In the past, Internet service providers (ISPs) have been reluctant to block specific content, arguing that they were portals, not hosts – and that the freewheeling nature of the Web would blunt any attempt at such regulation.
But controlling explicit images of children via pursuit and prosecution of individual users is a slow and tedious process, note experts. Knocking out the means of distribution of child pornography may be a better approach.
The agreement between New York state authorities and Verizon, Sprint, and Time Warner grew out of an undercover investigation of child-porn newsgroups, Attorney General Cuomo said.
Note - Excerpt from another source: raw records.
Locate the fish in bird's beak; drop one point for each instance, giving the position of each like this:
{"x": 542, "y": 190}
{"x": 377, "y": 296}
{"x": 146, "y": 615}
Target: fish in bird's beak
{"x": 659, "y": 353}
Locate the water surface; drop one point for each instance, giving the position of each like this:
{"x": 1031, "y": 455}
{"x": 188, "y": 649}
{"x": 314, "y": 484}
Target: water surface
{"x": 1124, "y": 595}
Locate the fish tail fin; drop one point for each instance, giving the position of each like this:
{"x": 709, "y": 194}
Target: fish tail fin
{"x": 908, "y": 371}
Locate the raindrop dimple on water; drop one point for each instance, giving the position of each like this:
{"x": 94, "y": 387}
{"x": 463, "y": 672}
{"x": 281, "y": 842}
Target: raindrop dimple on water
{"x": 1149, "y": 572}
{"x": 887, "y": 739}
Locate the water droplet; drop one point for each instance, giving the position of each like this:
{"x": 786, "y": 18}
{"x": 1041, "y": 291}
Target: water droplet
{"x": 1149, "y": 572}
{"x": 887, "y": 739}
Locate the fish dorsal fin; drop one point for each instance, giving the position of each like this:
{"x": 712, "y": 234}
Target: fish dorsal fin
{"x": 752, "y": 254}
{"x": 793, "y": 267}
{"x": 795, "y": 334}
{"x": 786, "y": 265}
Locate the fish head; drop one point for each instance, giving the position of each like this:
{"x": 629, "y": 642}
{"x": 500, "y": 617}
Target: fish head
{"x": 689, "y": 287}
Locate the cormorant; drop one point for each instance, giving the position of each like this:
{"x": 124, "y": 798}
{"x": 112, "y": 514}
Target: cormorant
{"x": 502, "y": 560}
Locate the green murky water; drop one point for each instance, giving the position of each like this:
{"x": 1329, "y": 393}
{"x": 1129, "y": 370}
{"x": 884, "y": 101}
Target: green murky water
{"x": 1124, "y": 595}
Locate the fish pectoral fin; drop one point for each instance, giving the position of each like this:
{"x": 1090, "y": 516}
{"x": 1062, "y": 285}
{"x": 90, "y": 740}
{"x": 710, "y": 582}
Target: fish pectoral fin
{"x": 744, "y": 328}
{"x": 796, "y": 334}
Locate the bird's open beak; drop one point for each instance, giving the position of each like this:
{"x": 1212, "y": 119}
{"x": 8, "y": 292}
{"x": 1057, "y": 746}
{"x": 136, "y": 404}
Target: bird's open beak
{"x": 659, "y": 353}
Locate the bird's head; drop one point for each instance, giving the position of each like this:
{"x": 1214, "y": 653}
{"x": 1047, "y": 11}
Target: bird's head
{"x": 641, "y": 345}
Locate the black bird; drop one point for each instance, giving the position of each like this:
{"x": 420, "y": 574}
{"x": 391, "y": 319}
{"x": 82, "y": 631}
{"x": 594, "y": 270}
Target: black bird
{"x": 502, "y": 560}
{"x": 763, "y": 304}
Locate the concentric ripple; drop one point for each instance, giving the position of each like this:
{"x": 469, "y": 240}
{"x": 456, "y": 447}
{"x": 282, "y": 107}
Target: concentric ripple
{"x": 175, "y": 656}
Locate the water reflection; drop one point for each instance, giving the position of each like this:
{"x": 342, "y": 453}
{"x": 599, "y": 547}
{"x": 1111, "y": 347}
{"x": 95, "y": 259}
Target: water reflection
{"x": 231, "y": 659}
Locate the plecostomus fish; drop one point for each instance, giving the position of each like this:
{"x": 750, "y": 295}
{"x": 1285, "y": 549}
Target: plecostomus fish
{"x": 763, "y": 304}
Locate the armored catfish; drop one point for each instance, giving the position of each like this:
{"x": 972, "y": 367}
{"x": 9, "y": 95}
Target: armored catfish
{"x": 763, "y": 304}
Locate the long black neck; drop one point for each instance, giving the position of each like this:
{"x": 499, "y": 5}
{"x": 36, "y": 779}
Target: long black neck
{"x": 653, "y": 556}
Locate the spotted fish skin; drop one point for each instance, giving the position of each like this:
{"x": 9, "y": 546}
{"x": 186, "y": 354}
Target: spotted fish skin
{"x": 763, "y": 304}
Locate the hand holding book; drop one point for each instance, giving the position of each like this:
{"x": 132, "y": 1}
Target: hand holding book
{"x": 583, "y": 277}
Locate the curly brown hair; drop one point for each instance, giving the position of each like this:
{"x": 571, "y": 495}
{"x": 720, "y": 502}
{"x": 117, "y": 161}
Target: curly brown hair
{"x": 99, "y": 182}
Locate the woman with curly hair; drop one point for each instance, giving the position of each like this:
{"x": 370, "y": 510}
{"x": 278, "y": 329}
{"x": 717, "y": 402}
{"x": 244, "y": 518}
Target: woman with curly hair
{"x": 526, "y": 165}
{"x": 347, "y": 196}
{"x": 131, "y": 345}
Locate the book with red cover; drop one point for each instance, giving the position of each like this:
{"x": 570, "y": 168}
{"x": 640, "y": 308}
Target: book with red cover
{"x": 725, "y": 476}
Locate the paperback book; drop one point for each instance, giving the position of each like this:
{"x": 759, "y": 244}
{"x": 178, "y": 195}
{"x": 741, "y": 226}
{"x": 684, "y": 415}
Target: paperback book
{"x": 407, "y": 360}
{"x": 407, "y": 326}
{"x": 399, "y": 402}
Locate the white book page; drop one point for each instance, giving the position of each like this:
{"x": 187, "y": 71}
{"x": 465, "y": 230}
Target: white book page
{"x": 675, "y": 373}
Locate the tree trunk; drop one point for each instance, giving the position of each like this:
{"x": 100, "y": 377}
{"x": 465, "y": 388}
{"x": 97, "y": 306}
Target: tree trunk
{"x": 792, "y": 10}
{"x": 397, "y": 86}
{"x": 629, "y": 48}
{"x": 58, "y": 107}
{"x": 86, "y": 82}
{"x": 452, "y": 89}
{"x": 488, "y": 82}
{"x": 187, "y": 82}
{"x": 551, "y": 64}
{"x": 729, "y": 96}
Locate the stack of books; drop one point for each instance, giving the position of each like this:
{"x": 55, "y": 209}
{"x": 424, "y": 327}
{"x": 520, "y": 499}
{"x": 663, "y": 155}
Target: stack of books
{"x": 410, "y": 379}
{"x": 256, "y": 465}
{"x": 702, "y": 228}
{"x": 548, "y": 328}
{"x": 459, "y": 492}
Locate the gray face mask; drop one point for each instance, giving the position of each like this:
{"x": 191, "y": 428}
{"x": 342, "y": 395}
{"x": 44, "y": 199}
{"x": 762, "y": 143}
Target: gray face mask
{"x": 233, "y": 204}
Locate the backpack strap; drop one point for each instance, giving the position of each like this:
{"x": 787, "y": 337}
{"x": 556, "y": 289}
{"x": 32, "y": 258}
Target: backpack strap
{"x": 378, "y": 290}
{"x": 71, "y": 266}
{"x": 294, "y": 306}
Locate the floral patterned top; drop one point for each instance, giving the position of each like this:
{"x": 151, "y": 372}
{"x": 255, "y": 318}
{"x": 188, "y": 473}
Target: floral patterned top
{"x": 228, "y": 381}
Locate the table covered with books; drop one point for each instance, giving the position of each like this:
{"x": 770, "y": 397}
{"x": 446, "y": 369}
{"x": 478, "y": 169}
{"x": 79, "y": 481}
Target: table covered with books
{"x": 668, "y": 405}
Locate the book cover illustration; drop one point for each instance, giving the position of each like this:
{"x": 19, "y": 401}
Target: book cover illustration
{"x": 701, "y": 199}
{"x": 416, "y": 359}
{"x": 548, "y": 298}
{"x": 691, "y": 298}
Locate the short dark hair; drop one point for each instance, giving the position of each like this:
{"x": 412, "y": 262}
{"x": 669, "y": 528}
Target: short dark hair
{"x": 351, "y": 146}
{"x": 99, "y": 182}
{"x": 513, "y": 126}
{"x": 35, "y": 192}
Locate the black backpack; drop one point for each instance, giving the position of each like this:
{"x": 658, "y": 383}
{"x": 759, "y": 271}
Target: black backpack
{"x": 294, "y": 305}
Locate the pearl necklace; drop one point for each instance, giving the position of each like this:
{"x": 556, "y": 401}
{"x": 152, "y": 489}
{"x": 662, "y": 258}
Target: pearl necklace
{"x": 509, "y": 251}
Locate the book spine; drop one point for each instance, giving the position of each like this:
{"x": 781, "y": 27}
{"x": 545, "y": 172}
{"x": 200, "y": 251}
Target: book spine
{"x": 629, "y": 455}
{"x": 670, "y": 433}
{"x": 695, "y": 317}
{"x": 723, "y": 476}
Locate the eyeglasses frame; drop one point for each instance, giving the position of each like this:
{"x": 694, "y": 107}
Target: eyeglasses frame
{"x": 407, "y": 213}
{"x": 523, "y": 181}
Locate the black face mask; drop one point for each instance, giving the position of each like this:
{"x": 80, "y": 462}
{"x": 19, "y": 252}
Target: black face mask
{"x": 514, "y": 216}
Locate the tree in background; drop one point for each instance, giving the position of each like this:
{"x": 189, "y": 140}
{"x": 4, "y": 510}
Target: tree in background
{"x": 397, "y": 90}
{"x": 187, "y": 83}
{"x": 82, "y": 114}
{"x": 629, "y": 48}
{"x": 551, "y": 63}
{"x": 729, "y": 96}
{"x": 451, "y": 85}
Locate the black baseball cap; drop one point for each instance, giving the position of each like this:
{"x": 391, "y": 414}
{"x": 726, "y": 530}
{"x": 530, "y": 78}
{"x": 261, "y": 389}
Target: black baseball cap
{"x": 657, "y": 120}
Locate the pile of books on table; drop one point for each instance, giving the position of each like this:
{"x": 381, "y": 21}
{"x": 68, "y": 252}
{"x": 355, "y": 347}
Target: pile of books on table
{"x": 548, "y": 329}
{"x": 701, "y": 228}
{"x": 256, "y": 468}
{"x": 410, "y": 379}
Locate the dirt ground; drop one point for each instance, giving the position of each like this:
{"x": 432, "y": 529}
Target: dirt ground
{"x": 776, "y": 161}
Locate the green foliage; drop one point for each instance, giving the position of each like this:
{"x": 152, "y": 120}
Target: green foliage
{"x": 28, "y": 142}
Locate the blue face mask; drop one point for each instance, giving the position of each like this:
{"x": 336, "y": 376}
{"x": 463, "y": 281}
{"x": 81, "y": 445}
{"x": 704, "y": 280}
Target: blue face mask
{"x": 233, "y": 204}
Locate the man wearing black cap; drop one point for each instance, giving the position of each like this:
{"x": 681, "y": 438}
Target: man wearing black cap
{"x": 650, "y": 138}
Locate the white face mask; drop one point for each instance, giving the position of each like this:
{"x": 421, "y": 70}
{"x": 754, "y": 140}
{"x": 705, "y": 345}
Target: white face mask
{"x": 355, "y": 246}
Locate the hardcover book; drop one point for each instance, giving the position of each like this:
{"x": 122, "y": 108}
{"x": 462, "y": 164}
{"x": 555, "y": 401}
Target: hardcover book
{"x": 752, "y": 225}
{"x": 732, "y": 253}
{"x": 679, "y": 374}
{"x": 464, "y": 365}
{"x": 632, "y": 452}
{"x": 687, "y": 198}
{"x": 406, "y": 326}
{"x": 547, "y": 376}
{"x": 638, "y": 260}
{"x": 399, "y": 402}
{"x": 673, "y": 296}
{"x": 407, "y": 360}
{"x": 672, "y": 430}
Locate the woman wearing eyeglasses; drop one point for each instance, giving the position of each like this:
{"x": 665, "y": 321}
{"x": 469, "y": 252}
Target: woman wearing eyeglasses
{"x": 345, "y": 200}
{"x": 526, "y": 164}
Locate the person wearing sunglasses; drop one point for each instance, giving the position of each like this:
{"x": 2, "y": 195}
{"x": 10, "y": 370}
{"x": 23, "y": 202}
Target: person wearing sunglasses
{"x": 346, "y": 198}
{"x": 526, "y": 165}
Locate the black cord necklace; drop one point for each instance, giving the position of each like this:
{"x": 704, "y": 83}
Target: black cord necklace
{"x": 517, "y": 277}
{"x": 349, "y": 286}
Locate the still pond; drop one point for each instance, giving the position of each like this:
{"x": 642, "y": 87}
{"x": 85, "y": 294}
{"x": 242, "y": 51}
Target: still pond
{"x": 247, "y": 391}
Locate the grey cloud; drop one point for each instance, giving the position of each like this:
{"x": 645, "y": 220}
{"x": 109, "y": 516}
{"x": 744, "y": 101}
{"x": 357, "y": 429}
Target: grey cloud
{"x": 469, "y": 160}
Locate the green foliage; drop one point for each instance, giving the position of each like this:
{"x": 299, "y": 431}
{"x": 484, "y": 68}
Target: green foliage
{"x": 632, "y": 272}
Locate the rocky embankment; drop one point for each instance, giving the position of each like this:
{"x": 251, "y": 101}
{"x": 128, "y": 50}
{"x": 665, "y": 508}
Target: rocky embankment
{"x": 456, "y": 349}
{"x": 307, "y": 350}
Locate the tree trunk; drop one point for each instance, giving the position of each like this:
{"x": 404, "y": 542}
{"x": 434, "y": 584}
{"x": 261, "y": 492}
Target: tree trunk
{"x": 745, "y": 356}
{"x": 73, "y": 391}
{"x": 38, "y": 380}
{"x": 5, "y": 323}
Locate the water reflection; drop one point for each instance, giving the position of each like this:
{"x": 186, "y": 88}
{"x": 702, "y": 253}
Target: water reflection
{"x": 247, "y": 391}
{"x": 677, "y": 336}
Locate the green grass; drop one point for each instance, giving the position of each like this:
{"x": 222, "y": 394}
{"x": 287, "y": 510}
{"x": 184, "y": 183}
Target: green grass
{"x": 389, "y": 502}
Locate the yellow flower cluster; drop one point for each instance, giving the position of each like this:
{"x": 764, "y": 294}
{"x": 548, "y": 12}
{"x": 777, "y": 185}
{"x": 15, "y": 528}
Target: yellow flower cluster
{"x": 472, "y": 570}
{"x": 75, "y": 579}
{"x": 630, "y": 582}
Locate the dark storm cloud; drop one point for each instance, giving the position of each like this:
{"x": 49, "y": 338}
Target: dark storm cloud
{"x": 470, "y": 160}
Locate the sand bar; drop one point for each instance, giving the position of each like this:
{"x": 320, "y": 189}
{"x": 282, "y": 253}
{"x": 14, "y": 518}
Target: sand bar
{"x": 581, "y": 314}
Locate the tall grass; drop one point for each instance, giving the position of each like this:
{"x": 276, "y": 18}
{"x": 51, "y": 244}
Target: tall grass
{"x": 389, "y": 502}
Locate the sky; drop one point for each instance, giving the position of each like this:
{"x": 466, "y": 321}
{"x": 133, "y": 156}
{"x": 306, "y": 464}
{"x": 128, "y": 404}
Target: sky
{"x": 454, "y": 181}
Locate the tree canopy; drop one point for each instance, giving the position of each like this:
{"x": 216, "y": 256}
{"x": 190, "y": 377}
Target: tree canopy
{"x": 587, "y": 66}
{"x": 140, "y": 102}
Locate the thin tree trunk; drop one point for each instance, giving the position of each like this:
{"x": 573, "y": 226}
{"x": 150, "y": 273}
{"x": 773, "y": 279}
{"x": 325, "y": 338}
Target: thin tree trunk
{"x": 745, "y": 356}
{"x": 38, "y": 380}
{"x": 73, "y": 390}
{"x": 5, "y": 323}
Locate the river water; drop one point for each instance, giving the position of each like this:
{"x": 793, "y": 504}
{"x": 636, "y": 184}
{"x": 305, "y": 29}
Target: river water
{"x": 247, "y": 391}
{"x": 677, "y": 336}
In the past, he has used similar probes and the possibility of bringing charges to extract concessions on Internet safety.
As part of the pact announced Tuesday, the ISPs will also donate $1 million to a fund to help remove online child pornography disseminated in the past by their users.
The firms themselves said they acted immediately to shut down offending sites after being contacted by Cuomo's office.
"There are people doing whatever they do on the Internet all the time, and we can't possibly scan every user group," said Verizon spokesman Eric Rabe. "But there are some things we can do and as soon as it's brought to our attention, we work very quickly."
Eliminating material that flows through an Internet service provider is not quite as easy as, say, eliminating offensive magazines from news dealers, however. It might even prove to be as difficult as trying to regulate the contents of conversations carried by voice phone providers.
The June 10 provider pact might slow down child pornographers for awhile, says Jim Harper, director of information policy studies at the Cato Institute, a libertarian think tank near Washington. But in the end it might simply cause them to operate in a more surreptitious manner, perhaps by encrypting their images.